Clustering by discrete, unrelated properties?

Question

I have a large number of objects that have unrelated properties such as

• color=yellow
• material=stone
• is_important=true
• etc.

The properties are basically random, whatever the users thought would be nice to have. There's no practical way to coerce these properties into something that has a semblance of euclidean distance.

I think that there's conceptually no point in thinking about clustering objects by such properties if some kind of a distance metric isn't present (is this correct?) but I'm hoping something exists that could produce outputs like

"90% of objects with color=yellow also have material=plastic and is_important=false"

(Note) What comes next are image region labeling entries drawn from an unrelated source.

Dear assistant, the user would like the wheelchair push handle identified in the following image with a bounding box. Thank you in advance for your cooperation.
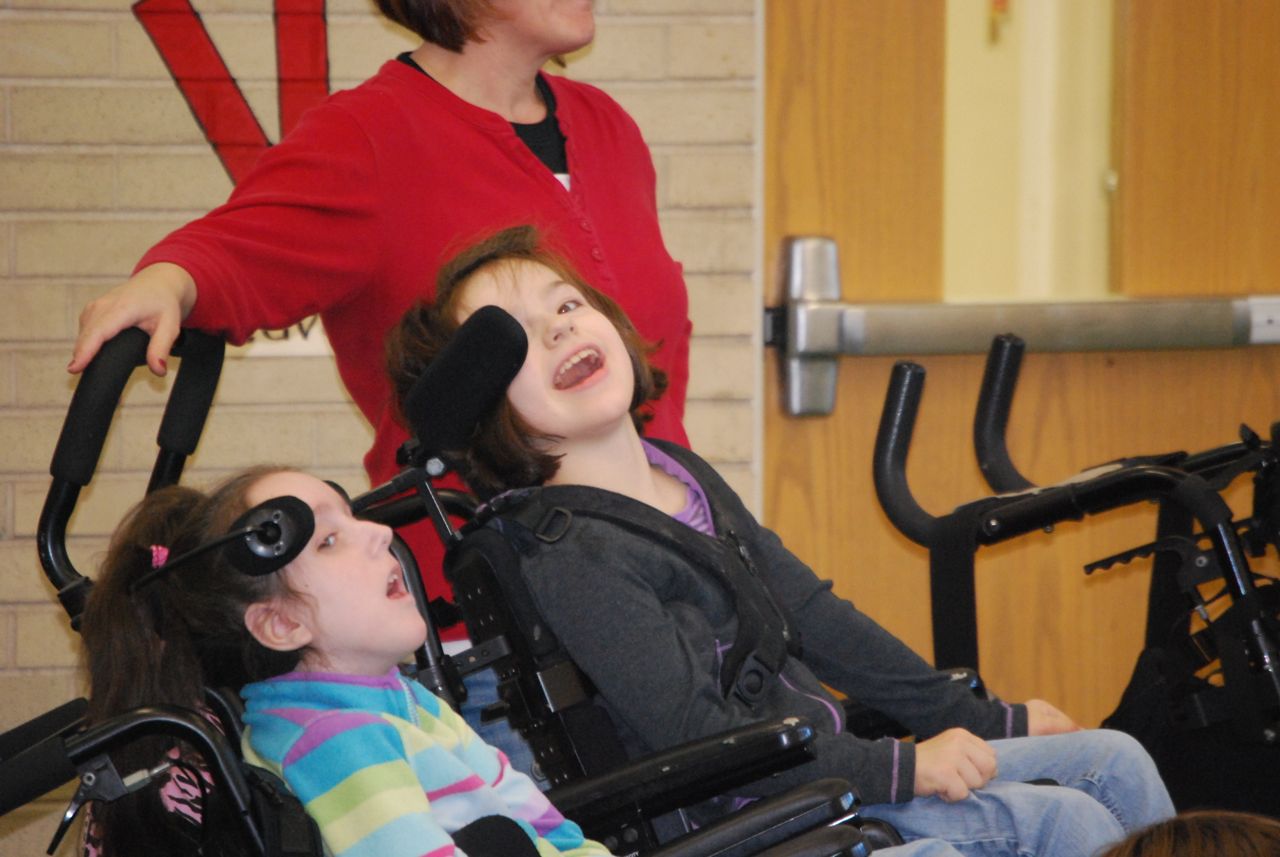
[872,361,937,547]
[49,327,224,487]
[36,327,224,627]
[973,334,1034,492]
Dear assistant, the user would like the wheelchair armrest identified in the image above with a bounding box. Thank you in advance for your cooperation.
[547,718,814,829]
[0,697,88,761]
[645,779,861,857]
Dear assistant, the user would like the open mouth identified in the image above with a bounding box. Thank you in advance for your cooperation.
[552,345,604,390]
[387,569,408,599]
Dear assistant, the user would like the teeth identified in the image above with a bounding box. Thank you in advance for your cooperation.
[556,348,595,379]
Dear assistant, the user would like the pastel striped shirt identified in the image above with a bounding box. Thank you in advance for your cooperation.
[243,669,608,857]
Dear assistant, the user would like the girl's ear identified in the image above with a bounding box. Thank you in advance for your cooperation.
[244,599,312,651]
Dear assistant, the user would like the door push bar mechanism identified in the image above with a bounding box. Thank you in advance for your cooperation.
[764,235,1280,417]
[873,361,1280,742]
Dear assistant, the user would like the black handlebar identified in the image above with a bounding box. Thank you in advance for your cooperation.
[872,361,937,547]
[36,327,225,628]
[0,705,266,854]
[973,334,1032,492]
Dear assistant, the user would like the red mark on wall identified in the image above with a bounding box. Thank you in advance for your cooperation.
[133,0,329,182]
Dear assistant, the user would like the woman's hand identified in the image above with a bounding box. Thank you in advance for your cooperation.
[915,728,996,802]
[67,262,196,375]
[1027,700,1080,735]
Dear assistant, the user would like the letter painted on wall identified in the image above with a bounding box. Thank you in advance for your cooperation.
[133,0,329,356]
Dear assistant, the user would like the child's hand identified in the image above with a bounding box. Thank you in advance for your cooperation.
[1027,700,1080,735]
[915,728,996,802]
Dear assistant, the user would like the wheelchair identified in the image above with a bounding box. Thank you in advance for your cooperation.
[874,334,1280,817]
[0,329,888,857]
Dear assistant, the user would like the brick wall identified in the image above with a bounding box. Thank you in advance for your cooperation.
[0,0,760,854]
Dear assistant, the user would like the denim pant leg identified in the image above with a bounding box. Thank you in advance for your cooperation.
[863,732,1172,857]
[461,669,550,792]
[991,729,1175,831]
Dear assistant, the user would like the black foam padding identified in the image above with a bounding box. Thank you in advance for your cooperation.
[49,327,150,487]
[223,496,316,577]
[453,815,538,857]
[0,734,79,815]
[156,330,227,455]
[404,306,529,458]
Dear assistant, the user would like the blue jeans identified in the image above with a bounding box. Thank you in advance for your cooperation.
[462,669,550,792]
[860,729,1174,857]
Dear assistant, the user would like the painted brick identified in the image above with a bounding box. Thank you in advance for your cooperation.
[0,350,17,408]
[0,152,111,211]
[13,475,151,539]
[0,482,12,539]
[0,412,63,473]
[0,669,83,736]
[329,16,422,81]
[611,83,755,146]
[10,347,76,409]
[685,399,754,463]
[113,152,232,211]
[199,16,276,86]
[13,604,79,669]
[663,146,755,208]
[0,220,14,276]
[9,84,204,145]
[14,219,184,279]
[110,407,314,469]
[0,539,70,604]
[660,211,756,274]
[0,279,81,345]
[5,0,120,15]
[689,336,759,400]
[570,22,667,84]
[605,0,755,15]
[307,404,374,467]
[685,274,760,336]
[667,20,755,79]
[114,21,168,81]
[0,610,18,669]
[218,357,348,404]
[0,17,111,78]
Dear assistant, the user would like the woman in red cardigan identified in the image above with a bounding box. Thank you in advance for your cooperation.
[68,0,691,777]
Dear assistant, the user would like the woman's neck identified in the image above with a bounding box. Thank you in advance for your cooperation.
[412,41,549,124]
[547,417,687,514]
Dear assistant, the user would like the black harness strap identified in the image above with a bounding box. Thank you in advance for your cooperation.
[489,486,800,705]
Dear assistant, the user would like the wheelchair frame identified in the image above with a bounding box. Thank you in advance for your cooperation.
[0,329,869,857]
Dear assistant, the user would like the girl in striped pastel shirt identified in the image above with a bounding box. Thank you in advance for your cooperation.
[84,468,608,857]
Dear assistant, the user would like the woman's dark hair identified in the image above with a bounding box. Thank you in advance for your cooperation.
[81,467,301,857]
[378,0,494,52]
[387,226,667,496]
[1100,810,1280,857]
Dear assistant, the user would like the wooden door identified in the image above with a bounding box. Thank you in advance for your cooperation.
[764,0,1280,725]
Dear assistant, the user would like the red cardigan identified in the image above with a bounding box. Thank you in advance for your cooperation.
[138,60,691,624]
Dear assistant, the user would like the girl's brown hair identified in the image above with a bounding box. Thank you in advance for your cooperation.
[387,226,667,496]
[81,467,301,854]
[1100,810,1280,857]
[378,0,494,52]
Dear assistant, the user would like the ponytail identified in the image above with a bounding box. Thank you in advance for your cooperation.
[81,468,301,857]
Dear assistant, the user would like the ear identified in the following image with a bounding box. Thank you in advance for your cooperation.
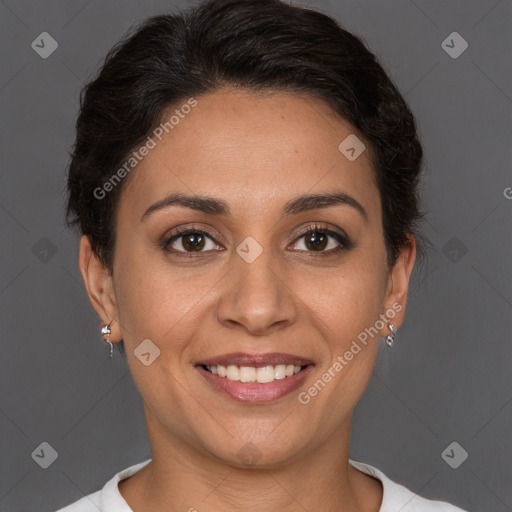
[383,236,416,336]
[78,235,121,342]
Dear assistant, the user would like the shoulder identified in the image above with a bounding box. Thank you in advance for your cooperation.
[349,459,467,512]
[56,459,151,512]
[56,491,101,512]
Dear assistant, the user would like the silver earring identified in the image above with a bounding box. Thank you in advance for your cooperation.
[386,324,396,347]
[101,323,114,359]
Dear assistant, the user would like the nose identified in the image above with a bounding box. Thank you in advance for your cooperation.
[217,243,298,336]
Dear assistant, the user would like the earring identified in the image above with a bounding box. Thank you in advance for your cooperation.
[101,323,114,359]
[386,324,396,347]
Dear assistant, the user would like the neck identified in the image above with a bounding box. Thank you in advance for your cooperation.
[119,412,382,512]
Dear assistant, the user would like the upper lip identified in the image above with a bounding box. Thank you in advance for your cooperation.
[196,352,313,367]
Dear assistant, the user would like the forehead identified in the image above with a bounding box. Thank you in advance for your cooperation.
[120,89,379,222]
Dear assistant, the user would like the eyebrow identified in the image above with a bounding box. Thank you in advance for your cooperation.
[140,192,368,222]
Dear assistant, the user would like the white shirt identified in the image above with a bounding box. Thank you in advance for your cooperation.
[56,459,466,512]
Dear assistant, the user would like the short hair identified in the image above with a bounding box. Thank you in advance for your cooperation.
[66,0,423,358]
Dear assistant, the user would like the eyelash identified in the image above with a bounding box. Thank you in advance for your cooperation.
[162,224,353,258]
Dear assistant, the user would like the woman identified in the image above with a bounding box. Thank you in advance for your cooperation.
[56,0,468,512]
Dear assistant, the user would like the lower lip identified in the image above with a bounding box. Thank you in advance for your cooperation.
[196,364,314,404]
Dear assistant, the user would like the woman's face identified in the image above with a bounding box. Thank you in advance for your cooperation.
[81,89,414,467]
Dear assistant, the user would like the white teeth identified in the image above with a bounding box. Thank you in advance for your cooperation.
[227,364,240,380]
[274,364,286,380]
[240,366,256,382]
[206,364,302,384]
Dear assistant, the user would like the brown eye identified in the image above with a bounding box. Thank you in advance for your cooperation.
[165,230,218,253]
[295,225,352,255]
[304,231,329,251]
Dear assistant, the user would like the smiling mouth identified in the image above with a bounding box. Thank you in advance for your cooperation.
[199,364,311,384]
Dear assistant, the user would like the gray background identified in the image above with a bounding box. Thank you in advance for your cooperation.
[0,0,512,512]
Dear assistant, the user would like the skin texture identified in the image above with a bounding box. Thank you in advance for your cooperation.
[79,89,415,512]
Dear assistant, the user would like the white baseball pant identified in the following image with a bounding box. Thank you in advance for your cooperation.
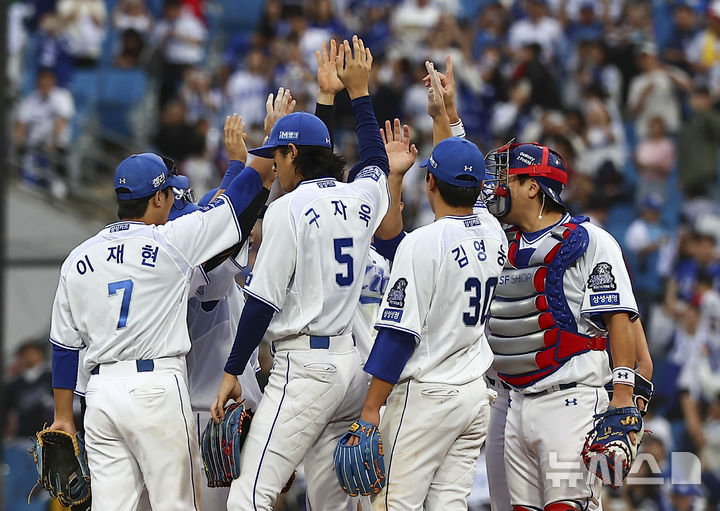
[85,358,201,511]
[505,385,609,510]
[372,378,490,511]
[485,379,510,511]
[228,335,367,511]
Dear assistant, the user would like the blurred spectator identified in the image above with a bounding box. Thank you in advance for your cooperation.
[180,67,221,125]
[153,0,207,106]
[57,0,107,68]
[508,0,564,62]
[687,0,720,98]
[625,195,669,317]
[663,3,698,71]
[155,100,204,162]
[627,43,690,138]
[3,341,55,438]
[114,28,145,69]
[14,69,75,197]
[226,48,272,128]
[392,0,442,48]
[678,86,720,196]
[35,13,73,87]
[635,117,675,202]
[112,0,153,38]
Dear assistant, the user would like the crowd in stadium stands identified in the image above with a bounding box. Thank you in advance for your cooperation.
[4,0,720,510]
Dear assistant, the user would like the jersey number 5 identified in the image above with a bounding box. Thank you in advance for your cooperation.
[108,279,132,329]
[333,238,354,287]
[463,277,497,326]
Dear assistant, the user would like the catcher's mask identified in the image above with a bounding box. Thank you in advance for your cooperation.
[482,141,567,218]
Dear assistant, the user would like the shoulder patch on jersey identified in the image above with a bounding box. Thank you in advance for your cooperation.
[382,309,403,323]
[588,263,617,291]
[355,165,383,181]
[590,293,620,307]
[388,278,407,309]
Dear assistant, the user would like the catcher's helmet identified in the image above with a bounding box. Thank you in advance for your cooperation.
[483,142,567,218]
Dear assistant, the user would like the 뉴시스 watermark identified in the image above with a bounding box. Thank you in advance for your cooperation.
[545,452,702,488]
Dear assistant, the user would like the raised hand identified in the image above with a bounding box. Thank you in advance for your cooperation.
[263,87,297,135]
[315,39,345,105]
[380,119,418,176]
[335,35,373,99]
[225,114,247,163]
[425,60,447,119]
[423,55,459,122]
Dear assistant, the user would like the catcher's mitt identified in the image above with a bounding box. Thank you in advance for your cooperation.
[582,406,643,488]
[28,429,90,511]
[201,403,252,488]
[333,419,385,497]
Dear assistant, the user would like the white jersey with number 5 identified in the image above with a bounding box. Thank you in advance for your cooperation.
[50,196,240,370]
[245,167,390,341]
[376,215,506,385]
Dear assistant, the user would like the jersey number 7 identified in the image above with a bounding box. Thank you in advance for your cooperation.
[108,279,133,329]
[463,277,497,326]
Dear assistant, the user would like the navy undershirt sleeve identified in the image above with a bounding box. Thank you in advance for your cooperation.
[373,231,407,262]
[225,296,275,376]
[352,96,390,175]
[365,328,415,383]
[52,344,80,390]
[220,160,245,190]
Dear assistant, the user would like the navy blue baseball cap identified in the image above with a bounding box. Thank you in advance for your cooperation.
[113,153,190,200]
[420,137,485,187]
[248,112,331,158]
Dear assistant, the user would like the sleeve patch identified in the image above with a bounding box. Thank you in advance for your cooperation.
[355,165,383,181]
[382,309,403,323]
[387,278,407,309]
[587,262,617,292]
[590,293,620,307]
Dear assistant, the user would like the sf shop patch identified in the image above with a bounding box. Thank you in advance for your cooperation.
[587,263,617,293]
[388,278,407,309]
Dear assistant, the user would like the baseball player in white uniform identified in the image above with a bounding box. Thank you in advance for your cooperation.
[350,137,506,510]
[478,144,637,511]
[212,37,389,511]
[50,147,272,511]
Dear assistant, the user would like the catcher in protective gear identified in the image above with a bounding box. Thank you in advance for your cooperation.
[200,403,252,488]
[582,406,643,488]
[28,428,90,511]
[333,420,385,497]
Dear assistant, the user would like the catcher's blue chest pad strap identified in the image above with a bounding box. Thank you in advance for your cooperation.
[545,216,589,331]
[364,328,415,384]
[225,296,275,375]
[52,344,80,390]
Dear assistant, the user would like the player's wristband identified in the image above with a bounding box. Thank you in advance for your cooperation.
[613,366,635,387]
[450,119,465,138]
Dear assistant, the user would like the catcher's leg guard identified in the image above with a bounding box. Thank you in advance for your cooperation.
[545,500,587,511]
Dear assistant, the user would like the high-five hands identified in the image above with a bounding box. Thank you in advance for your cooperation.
[263,87,297,135]
[380,119,418,176]
[224,114,247,163]
[335,35,373,99]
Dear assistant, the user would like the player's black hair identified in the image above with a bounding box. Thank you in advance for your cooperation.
[425,171,482,208]
[116,186,170,220]
[277,145,345,181]
[517,174,566,213]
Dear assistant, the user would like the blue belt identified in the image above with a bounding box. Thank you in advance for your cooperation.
[90,360,155,374]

Is there something out there that does such analysis, other than brute forcing through the data set?

Answer 1

If the features are really independent with each other with no underlying structure, then a clustering algorithm will just segment our sample space arbitrarily. Unsurprisingly, that won't be very informative, as there will be no underlying structure to be discovered. The clustering algorithm might even appear "stable" for a given choice of hyperparameters, despite the absence of a meaningful grouping.

That said, if we are dealing with binary variables (0/1s) then we could use something like logistic PCA where one minimises the Bernoulli deviance; the relevant reference for us was Dimensionality reduction for binary data through the projection of natural parameters by Landgraf & Lee (2020). Following that, we get the PC score and then cluster the scores. Logistic PCA is implemented in the R package logisticPCA if you want to try it yourself. Prior to that, Tipping's (1998) Probabilistic Visualisation of High-Dimensional Binary Data was an early attempt much closer to the now-classical view of a latent Gaussian model for PCA.

Finally, do note that aside the Bernoulli deviance advocate above, we can define multiple other meaningful similarity measurements between binary (or mixed-typed) entries. Some of the obvious one are the Cosine similarity and Jaccard similarity (or Gower's distance for mixed type data). All of which allow us to create a distance/dissimilarity matrix $D$ directly and use a clustering algorithm directly on $D$.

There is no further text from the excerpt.